Species of crustacean

Bathyporeia elegans is a species of amphipod crustacean in the genus Bathyporeia which occurs in the northeastern Atlantic Ocean. It is unpigmented, and grows up to 6 mm long.

==Description==
Bathyporeia elegans is a translucent, laterally-flattened sand-digger shrimp up to 6 mm long. The head bears two pairs of antennae, four pairs of feeding appendages and a pair of large red eyes. The basal segments of the first pair of antennae are rectangular with feather-like chaetae on the ventral surface; several smaller segments extend from the base forming a zigzag, and the antenna is tipped by a flagellum, with five to six segments in females and nine to eleven segments in males. The second pair of antennae have five segments and in females, are tipped by an eight to ten-segmented flagellum, and are twice as long as the first pair. In males, the second pair of antennae have filiform flagella which extend the whole length of the body.
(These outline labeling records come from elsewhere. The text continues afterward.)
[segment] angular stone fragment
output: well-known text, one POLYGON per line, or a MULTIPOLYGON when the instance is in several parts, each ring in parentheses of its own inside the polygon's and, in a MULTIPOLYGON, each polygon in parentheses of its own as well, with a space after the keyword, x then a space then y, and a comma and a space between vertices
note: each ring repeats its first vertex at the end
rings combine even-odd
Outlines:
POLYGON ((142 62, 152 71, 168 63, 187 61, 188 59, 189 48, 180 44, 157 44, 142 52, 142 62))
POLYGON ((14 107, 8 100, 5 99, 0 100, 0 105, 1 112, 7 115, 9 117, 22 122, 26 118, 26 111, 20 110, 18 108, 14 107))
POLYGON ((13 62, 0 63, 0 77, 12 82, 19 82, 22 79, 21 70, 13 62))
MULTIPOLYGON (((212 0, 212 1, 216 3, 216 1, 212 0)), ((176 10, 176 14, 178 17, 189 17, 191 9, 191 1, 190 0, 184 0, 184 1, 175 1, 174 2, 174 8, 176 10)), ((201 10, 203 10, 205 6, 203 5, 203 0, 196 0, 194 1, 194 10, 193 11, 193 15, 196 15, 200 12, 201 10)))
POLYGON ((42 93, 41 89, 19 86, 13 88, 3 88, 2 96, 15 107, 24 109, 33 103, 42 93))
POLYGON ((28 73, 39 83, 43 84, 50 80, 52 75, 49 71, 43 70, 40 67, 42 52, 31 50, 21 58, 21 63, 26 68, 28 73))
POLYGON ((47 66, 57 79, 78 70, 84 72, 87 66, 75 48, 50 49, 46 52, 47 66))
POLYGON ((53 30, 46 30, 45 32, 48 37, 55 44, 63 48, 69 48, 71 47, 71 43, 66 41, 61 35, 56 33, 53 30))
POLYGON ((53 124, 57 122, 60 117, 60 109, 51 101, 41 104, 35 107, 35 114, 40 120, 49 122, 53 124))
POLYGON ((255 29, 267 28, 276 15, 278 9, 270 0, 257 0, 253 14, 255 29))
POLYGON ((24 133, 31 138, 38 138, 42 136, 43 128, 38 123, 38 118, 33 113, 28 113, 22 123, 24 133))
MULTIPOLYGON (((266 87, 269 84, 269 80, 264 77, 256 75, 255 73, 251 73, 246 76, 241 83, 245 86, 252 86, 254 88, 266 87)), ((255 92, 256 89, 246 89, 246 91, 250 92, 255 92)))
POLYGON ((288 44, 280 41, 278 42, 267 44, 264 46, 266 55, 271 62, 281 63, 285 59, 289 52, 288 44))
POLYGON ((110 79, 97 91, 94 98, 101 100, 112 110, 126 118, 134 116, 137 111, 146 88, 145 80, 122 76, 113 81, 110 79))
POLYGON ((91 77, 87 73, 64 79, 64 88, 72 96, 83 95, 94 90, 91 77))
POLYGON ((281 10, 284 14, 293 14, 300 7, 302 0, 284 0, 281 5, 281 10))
==Distribution and habitat==
Bathyporeia elegans occurs in the north-eastern Atlantic Ocean, the Irish Sea, the North Sea and the English Channel. Its range extends from northern Norway along the European coast as far south as North Africa, Madeira and the Canary Islands. It is typically found in fine to medium-grain sand and muddy sand at depths between about 25 to 100 m.

==Ecology==
Animals with which this sand shrimp is often associated in the North Sea include the bivalve mollusc Abra prismatica and various polychaete worms. The brittlestar Amphiura filiformis and the cumacean crustacean Eudorellopsis deformis may also be present in the habitat.